Au Soudan, une nouvelle trêve et de nouveaux combats
Par AlAhed avec AFP
Les combats continuent mardi au Soudan où la trêve, jamais respectée, a été prolongée pour tenter d'acheminer une aide humanitaire vitale pour le pays au bord de la famine.
Combattant depuis le 15 avril, l'armée du général Abdel Fattah al-Burhane et les paramilitaires des Forces de soutien rapide (FSR) du général Mohamed Hamdane Daglo ont accepté d'étendre lundi soir un cessez-le-feu en vigueur depuis le 22 mai et qui est surveillé par les Saoudiens et Etats-Unis. Mais sur le terrain, raids aériens, tirs d'artillerie et mouvements de blindés ne cessent pas.
Et la guerre qui a déjà fait plus de 1.800 morts, selon l'ONG ACLED, et près d'un million et demi de déplacés et de réfugiés selon l'ONU, continue de tuer et de forcer des familles à quitter leur maison.
«Malnutrition aiguë»
Dans la nuit de lundi à mardi, des habitants ont rapporté à l'AFP des combats à Khartoum et à Nyala, au Darfour, vaste région de l'ouest déjà ravagée dans les années 2000 par une guerre meurtrière.
Le Soudan était déjà avant la guerre l'un des pays les plus pauvres au monde. Un habitant sur trois y souffrait de la faim, les longues coupures d'électricité étaient quotidiennes et le système de santé était au bord de l'écroulement.
Aujourd'hui, après près de sept semaines de guerre, 25 des 45 millions de Soudanais ne peuvent plus survivre sans aide humanitaire, affirme l'ONU.
Parmi eux figurent plus de 13,6 millions d'enfants, souligne l'Unicef, dont «620.000 en malnutrition aiguë qui, pour moitié, pourraient mourir s'ils ne sont pas aidés à temps».
L'eau courante n'arrive plus dans certains quartiers de Khartoum, l'électricité ne marche que quelques heures par semaine et les trois quarts des hôpitaux des zones de combat sont hors d'usage.
Les établissements qui opèrent encore n'ont quasiment plus d'équipements et de médicaments, et, comme toutes les infrastructures, ils doivent composer avec un prix du fuel pour les générateurs électriques multiplié par 20.

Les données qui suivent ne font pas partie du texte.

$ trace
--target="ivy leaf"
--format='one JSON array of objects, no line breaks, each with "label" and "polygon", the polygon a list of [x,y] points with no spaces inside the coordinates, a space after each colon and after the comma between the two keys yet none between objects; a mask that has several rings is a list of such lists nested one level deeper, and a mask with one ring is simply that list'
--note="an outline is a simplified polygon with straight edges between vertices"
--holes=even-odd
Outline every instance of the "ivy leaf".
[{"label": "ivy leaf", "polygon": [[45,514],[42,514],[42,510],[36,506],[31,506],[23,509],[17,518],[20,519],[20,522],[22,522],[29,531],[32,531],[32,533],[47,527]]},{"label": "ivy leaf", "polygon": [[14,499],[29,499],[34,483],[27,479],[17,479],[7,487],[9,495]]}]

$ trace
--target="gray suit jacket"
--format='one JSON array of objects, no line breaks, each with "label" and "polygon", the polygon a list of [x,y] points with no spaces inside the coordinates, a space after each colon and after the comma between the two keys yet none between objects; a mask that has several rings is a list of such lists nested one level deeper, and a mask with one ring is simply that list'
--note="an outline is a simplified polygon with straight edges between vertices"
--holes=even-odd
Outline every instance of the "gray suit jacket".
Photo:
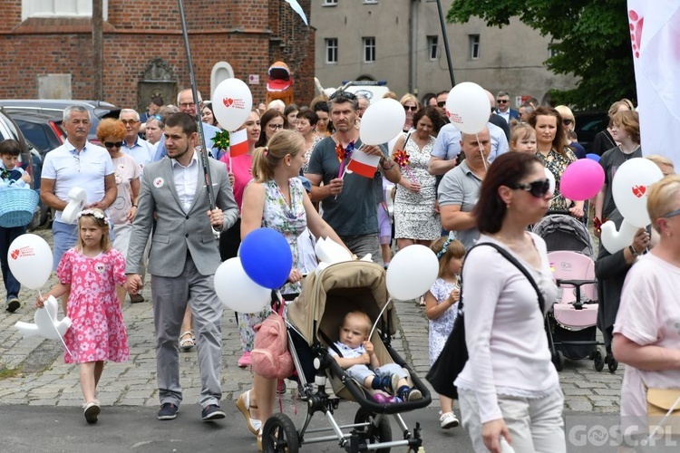
[{"label": "gray suit jacket", "polygon": [[[198,151],[197,151],[198,152]],[[236,222],[238,208],[222,162],[209,159],[215,192],[215,203],[224,211],[223,230]],[[162,277],[176,277],[184,270],[187,250],[202,275],[215,274],[219,265],[219,238],[213,235],[206,214],[209,209],[203,169],[199,170],[193,204],[184,212],[175,188],[172,162],[164,158],[144,167],[137,216],[128,248],[126,274],[139,274],[144,246],[153,226],[149,273]]]}]

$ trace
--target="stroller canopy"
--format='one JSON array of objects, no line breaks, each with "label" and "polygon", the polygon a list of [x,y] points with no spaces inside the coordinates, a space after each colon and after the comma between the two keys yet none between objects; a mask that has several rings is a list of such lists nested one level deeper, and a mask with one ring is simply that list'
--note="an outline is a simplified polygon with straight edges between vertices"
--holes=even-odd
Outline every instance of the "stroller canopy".
[{"label": "stroller canopy", "polygon": [[549,214],[534,225],[533,232],[546,241],[549,252],[568,250],[595,259],[595,246],[583,223],[567,214]]},{"label": "stroller canopy", "polygon": [[[317,334],[315,321],[317,331],[335,341],[345,313],[361,310],[374,323],[388,297],[383,266],[364,261],[338,263],[306,277],[302,294],[288,305],[287,319],[310,345]],[[385,309],[383,319],[389,320],[387,333],[393,335],[393,307]]]}]

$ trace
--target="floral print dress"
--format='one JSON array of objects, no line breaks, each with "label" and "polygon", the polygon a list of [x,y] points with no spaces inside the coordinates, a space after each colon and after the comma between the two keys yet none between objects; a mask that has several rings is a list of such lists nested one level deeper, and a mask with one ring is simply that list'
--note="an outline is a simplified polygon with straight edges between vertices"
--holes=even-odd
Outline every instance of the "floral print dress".
[{"label": "floral print dress", "polygon": [[550,149],[547,156],[537,150],[536,156],[543,162],[543,166],[550,170],[555,177],[555,192],[549,206],[551,211],[566,211],[569,208],[567,199],[559,192],[559,181],[562,179],[564,170],[571,162],[576,160],[576,155],[571,149],[565,149],[563,154]]},{"label": "floral print dress", "polygon": [[[450,283],[437,278],[430,288],[430,293],[437,299],[437,304],[444,302],[454,288],[460,288],[457,283]],[[453,304],[437,319],[430,320],[430,365],[434,363],[442,350],[444,349],[446,340],[453,330],[453,322],[458,314],[458,303]]]},{"label": "floral print dress", "polygon": [[[262,213],[262,227],[272,228],[281,233],[290,246],[293,254],[293,267],[301,269],[302,260],[297,237],[303,234],[307,226],[306,212],[303,205],[305,188],[297,178],[288,179],[290,190],[290,206],[286,202],[278,186],[274,180],[263,184],[265,187],[265,209]],[[294,294],[302,291],[302,284],[287,283],[281,294]],[[243,351],[252,351],[255,342],[253,327],[262,323],[271,314],[267,305],[258,313],[238,313],[238,333],[241,337]]]},{"label": "floral print dress", "polygon": [[71,285],[66,307],[73,324],[63,342],[73,356],[66,352],[64,361],[128,360],[128,335],[116,295],[116,284],[126,281],[123,255],[112,248],[91,258],[72,248],[59,262],[56,274],[60,283]]}]

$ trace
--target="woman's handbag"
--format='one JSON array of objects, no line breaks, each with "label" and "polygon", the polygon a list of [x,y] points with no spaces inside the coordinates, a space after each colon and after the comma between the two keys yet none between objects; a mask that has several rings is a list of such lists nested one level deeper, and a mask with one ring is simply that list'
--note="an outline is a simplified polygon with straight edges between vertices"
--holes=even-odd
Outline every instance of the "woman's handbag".
[{"label": "woman's handbag", "polygon": [[[492,246],[498,252],[505,256],[505,258],[512,263],[520,271],[527,277],[531,285],[536,290],[536,294],[539,296],[539,306],[540,308],[541,315],[545,307],[545,299],[543,294],[539,289],[539,285],[536,284],[533,277],[529,274],[529,271],[520,264],[514,256],[512,256],[507,250],[500,246],[493,244],[491,242],[482,242],[472,246],[470,251],[475,247],[489,246]],[[464,266],[464,265],[463,265]],[[461,272],[462,275],[462,271]],[[461,296],[460,302],[458,303],[458,315],[453,323],[453,330],[449,334],[449,338],[446,340],[442,353],[439,354],[437,360],[432,363],[430,368],[425,379],[432,384],[434,390],[440,395],[444,395],[453,400],[458,399],[458,389],[453,385],[453,381],[456,380],[458,375],[462,371],[465,362],[468,361],[468,347],[465,343],[465,322],[463,309],[463,299],[462,290],[464,286],[461,285]]]}]

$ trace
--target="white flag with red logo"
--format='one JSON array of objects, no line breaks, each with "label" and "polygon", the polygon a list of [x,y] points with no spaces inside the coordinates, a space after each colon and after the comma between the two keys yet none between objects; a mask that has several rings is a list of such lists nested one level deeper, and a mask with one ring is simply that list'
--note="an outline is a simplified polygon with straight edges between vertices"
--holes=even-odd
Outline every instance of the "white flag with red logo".
[{"label": "white flag with red logo", "polygon": [[680,2],[628,0],[628,24],[643,153],[680,169]]},{"label": "white flag with red logo", "polygon": [[236,132],[229,132],[229,155],[232,158],[248,152],[248,130],[242,129]]},{"label": "white flag with red logo", "polygon": [[366,154],[359,149],[352,151],[352,159],[347,164],[347,172],[356,173],[366,178],[373,178],[378,169],[380,156]]}]

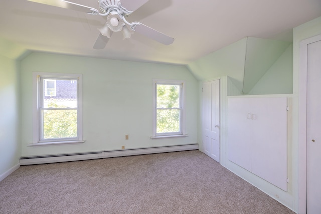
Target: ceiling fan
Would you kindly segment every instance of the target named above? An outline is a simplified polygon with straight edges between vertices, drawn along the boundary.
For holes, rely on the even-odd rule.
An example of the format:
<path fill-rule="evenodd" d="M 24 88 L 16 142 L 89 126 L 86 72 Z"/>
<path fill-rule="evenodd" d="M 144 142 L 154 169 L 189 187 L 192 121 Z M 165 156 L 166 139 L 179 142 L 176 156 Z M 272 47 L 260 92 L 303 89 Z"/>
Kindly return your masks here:
<path fill-rule="evenodd" d="M 106 47 L 113 32 L 121 31 L 123 39 L 130 38 L 135 32 L 143 34 L 164 45 L 172 44 L 174 39 L 138 22 L 130 23 L 126 18 L 148 0 L 98 0 L 98 10 L 66 0 L 28 0 L 38 3 L 59 7 L 87 13 L 93 15 L 106 16 L 104 26 L 99 28 L 100 33 L 93 48 L 102 49 Z M 123 6 L 123 4 L 126 7 Z"/>

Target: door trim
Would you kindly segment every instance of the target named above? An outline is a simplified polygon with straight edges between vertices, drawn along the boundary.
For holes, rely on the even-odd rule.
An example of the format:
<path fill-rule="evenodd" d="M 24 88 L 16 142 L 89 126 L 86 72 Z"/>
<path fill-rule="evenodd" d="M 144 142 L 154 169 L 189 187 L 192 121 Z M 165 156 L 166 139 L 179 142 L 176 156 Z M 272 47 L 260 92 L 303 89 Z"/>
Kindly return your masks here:
<path fill-rule="evenodd" d="M 321 40 L 321 35 L 300 42 L 298 127 L 299 213 L 306 213 L 306 105 L 307 104 L 307 46 Z"/>

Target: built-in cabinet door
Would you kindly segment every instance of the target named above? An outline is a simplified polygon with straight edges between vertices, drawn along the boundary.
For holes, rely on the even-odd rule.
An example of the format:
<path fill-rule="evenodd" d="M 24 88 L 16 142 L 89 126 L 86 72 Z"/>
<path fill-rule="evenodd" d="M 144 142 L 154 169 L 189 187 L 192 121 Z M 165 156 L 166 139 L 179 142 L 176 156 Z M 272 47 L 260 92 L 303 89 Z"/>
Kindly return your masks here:
<path fill-rule="evenodd" d="M 251 98 L 228 100 L 228 159 L 251 171 Z"/>
<path fill-rule="evenodd" d="M 220 162 L 220 81 L 205 83 L 203 87 L 204 153 Z"/>
<path fill-rule="evenodd" d="M 287 99 L 228 100 L 228 159 L 287 191 Z"/>
<path fill-rule="evenodd" d="M 253 174 L 287 191 L 287 100 L 252 98 Z"/>

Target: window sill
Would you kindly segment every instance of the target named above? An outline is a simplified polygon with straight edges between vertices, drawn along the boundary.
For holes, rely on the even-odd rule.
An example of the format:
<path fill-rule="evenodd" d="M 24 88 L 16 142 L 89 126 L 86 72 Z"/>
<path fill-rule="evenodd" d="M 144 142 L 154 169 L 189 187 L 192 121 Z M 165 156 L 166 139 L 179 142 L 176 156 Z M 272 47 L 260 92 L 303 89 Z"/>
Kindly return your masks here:
<path fill-rule="evenodd" d="M 47 146 L 53 145 L 63 145 L 63 144 L 80 144 L 85 142 L 84 140 L 75 140 L 73 141 L 55 141 L 55 142 L 46 142 L 44 143 L 30 143 L 28 144 L 27 146 Z"/>
<path fill-rule="evenodd" d="M 177 135 L 161 135 L 161 136 L 153 136 L 150 137 L 150 139 L 161 139 L 161 138 L 169 138 L 171 137 L 187 137 L 187 134 L 179 134 Z"/>

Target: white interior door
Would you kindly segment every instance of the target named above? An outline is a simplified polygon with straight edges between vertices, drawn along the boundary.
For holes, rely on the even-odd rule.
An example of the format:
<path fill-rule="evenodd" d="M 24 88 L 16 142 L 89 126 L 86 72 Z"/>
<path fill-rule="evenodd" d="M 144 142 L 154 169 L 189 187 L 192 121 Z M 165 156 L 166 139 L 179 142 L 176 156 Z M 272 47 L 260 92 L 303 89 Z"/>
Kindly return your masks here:
<path fill-rule="evenodd" d="M 205 83 L 203 88 L 204 153 L 220 162 L 220 81 Z"/>
<path fill-rule="evenodd" d="M 307 46 L 306 209 L 321 213 L 321 41 Z"/>

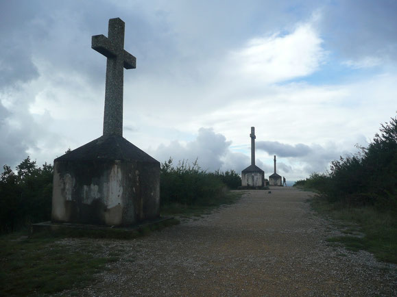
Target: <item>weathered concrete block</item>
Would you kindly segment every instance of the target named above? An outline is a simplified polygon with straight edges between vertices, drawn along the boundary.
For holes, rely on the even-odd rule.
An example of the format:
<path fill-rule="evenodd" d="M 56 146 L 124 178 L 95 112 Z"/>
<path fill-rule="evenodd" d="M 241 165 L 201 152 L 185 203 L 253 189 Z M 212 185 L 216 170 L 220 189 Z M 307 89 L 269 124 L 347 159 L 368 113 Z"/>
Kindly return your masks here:
<path fill-rule="evenodd" d="M 256 165 L 250 165 L 241 171 L 243 187 L 264 187 L 265 172 Z"/>
<path fill-rule="evenodd" d="M 53 222 L 125 226 L 160 215 L 160 163 L 104 135 L 54 160 Z"/>

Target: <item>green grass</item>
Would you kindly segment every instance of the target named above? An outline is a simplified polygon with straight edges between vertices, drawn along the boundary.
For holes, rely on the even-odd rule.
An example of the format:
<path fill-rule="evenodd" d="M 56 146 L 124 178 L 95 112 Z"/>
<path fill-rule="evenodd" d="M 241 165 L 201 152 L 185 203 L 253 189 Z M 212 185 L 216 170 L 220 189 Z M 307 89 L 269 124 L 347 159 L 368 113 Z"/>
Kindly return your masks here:
<path fill-rule="evenodd" d="M 242 194 L 230 192 L 205 205 L 168 205 L 162 207 L 161 212 L 163 216 L 201 216 L 222 205 L 235 203 Z M 100 242 L 84 241 L 84 237 L 130 239 L 178 223 L 177 219 L 167 220 L 144 225 L 134 232 L 64 229 L 32 236 L 27 236 L 27 231 L 0 236 L 0 296 L 42 296 L 84 287 L 95 274 L 107 269 L 106 264 L 119 261 L 123 253 L 123 249 L 107 250 Z M 61 244 L 60 240 L 65 237 L 83 239 L 72 247 Z M 104 253 L 106 257 L 97 256 Z"/>
<path fill-rule="evenodd" d="M 77 246 L 62 244 L 59 237 L 43 234 L 27 237 L 23 233 L 0 237 L 0 296 L 51 294 L 81 287 L 94 274 L 117 261 L 120 254 L 97 257 L 99 244 Z"/>
<path fill-rule="evenodd" d="M 330 203 L 324 197 L 310 201 L 320 214 L 338 220 L 338 227 L 346 235 L 327 240 L 340 243 L 353 251 L 372 253 L 378 261 L 397 263 L 397 216 L 381 212 L 373 207 L 346 207 Z"/>
<path fill-rule="evenodd" d="M 162 205 L 161 216 L 176 216 L 180 218 L 201 217 L 210 214 L 214 209 L 221 205 L 236 203 L 241 198 L 243 192 L 229 192 L 224 196 L 213 200 L 204 205 L 184 205 L 179 203 L 171 203 Z"/>

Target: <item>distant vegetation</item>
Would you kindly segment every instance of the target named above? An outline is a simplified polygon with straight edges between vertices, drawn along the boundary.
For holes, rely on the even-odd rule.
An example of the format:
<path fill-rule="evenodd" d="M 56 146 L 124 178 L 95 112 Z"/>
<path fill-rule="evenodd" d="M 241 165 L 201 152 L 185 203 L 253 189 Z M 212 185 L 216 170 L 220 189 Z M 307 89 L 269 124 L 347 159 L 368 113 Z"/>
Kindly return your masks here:
<path fill-rule="evenodd" d="M 49 220 L 52 195 L 52 165 L 38 167 L 29 157 L 14 172 L 5 165 L 0 175 L 0 234 L 32 222 Z"/>
<path fill-rule="evenodd" d="M 3 166 L 0 175 L 0 234 L 50 220 L 53 172 L 52 165 L 46 163 L 38 167 L 29 157 L 15 171 Z M 227 202 L 228 190 L 241 184 L 234 170 L 206 172 L 197 161 L 192 164 L 182 161 L 173 166 L 171 159 L 161 164 L 160 181 L 163 209 L 171 205 L 179 211 L 192 205 L 208 207 Z"/>
<path fill-rule="evenodd" d="M 367 147 L 358 147 L 357 154 L 331 162 L 330 172 L 313 173 L 294 186 L 317 190 L 322 196 L 315 207 L 357 222 L 365 234 L 341 242 L 397 263 L 397 117 L 381 125 Z"/>

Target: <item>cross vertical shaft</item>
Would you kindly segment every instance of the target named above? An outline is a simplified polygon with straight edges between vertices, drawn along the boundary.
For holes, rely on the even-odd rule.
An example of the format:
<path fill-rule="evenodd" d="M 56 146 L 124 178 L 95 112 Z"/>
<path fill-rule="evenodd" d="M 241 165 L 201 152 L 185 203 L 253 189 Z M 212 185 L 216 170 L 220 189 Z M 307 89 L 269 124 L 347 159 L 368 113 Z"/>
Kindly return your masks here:
<path fill-rule="evenodd" d="M 276 155 L 274 155 L 274 173 L 277 173 L 276 172 Z"/>
<path fill-rule="evenodd" d="M 110 18 L 108 37 L 95 35 L 91 47 L 105 55 L 106 83 L 104 135 L 123 135 L 123 88 L 124 70 L 136 68 L 136 59 L 124 49 L 125 24 L 120 18 Z"/>
<path fill-rule="evenodd" d="M 251 134 L 250 134 L 251 138 L 251 165 L 255 165 L 255 127 L 251 127 Z"/>

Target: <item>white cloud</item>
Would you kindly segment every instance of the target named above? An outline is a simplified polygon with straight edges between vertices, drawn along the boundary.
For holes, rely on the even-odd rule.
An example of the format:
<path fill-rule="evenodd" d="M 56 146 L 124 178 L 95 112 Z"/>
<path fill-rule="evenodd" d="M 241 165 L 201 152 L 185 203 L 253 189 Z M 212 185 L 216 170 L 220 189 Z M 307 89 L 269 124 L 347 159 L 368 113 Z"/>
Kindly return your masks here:
<path fill-rule="evenodd" d="M 241 77 L 237 79 L 267 83 L 308 75 L 324 59 L 322 43 L 310 23 L 299 25 L 289 34 L 252 38 L 230 54 L 226 72 Z"/>

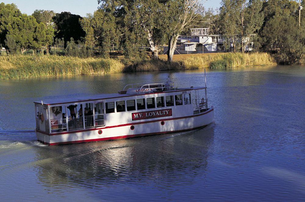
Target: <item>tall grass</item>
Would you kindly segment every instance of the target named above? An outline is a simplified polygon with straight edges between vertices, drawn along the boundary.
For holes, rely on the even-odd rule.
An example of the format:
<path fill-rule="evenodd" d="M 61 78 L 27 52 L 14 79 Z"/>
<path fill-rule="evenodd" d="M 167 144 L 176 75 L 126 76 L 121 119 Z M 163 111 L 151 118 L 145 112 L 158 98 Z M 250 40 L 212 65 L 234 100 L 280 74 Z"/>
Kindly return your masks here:
<path fill-rule="evenodd" d="M 163 60 L 166 57 L 160 57 Z M 274 59 L 266 53 L 250 54 L 236 53 L 175 55 L 173 60 L 185 69 L 239 67 L 256 65 L 276 64 Z"/>
<path fill-rule="evenodd" d="M 161 60 L 129 62 L 122 59 L 87 58 L 52 56 L 17 55 L 0 57 L 0 79 L 96 74 L 123 71 L 223 68 L 275 64 L 267 53 L 212 53 L 175 55 L 168 64 L 166 56 Z"/>
<path fill-rule="evenodd" d="M 0 57 L 0 79 L 122 72 L 119 60 L 54 55 Z"/>

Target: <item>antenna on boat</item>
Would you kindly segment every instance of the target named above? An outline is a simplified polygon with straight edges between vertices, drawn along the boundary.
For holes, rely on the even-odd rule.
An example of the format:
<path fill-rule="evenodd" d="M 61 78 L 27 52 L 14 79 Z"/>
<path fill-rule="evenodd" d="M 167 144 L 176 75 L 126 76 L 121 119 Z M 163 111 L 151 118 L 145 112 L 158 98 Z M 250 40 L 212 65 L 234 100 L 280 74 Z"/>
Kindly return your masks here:
<path fill-rule="evenodd" d="M 207 107 L 208 104 L 208 99 L 206 97 L 206 69 L 204 69 L 204 82 L 206 85 L 206 88 L 204 89 L 204 91 L 205 92 L 205 96 L 206 96 L 206 106 Z"/>
<path fill-rule="evenodd" d="M 204 83 L 206 84 L 206 69 L 204 69 Z"/>

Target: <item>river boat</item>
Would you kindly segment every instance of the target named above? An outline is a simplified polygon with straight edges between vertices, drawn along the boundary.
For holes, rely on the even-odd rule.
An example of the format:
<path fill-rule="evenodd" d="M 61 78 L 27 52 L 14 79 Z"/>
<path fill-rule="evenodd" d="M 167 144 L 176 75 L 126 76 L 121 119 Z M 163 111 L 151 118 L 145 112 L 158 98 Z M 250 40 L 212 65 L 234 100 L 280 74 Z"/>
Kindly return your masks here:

Les humanitaires, eux, réclament depuis le début de la guerre de pouvoir accéder à Khartoum et au Darfour, les deux régions les plus touchées par la guerre, pour réapprovisionner leurs réserves, dont certaines ont été pillées. Mais jusqu'ici, ils n'ont pu acheminer que de petites quantités de nourriture ou de médicaments car leurs personnels ne peuvent se déplacer en raison des combats.
Quant à certaines zones du Darfour, elles sont désormais totalement coupées du monde, sans électricité, sans internet ni téléphone, et les militants soudanais disent redouter le pire.
Si Washington et Ryad se sont félicités de la prolongation de la trêve pour cinq jours, sur le terrain, les Soudanais redoutent désormais «une guerre civile totale», selon les Forces de la liberté et du changement (FLC), le bloc civil évincé lors du putsch mené en 2021 par les deux généraux alors alliés.
Si ce groupe tire la sonnette d'alarme, c'est parce que les appels à armer les civils se multiplient.
Au Darfour, où les combats mêlent déjà militaires, paramilitaires, milices locales, combattants tribaux et civils armés, la question a été relancée quand le gouverneur, un ex-rebelle aligné sur l'armée, a appelé tout le monde à prendre les armes «pour protéger ses biens».
«Irresponsable»
«Dans la situation où nous sommes, il faut s'armer, car tout le monde est en danger», plaide auprès de l'AFP un habitant de cette région frontalière du Tchad, parlant d'attaques contre des habitants chez eux, ou de pillages. Mais, rétorque un autre, appeler les civils à s'armer est «totalement irresponsable: c'est un appel très dangereux qui peut nous mener à la guerre civile».
Le Tchad, le Soudan du Sud ou l'Ethiopie, des Etats voisins eux-mêmes en proie à des violences, redoutent une contagion et réclament des aides à l'ONU, qui en retour répète n'avoir reçu qu'une infime part des fonds de ses bailleurs.
Lundi, l'ONU a prévenu qu'avec la guerre, le Soudan avait rejoint la liste des dix pays qui pourraient connaître sous peu la famine. Et dans quelques jours, la saison des pluies commencera et avec elle la crainte d'épidémies, du paludisme au choléra.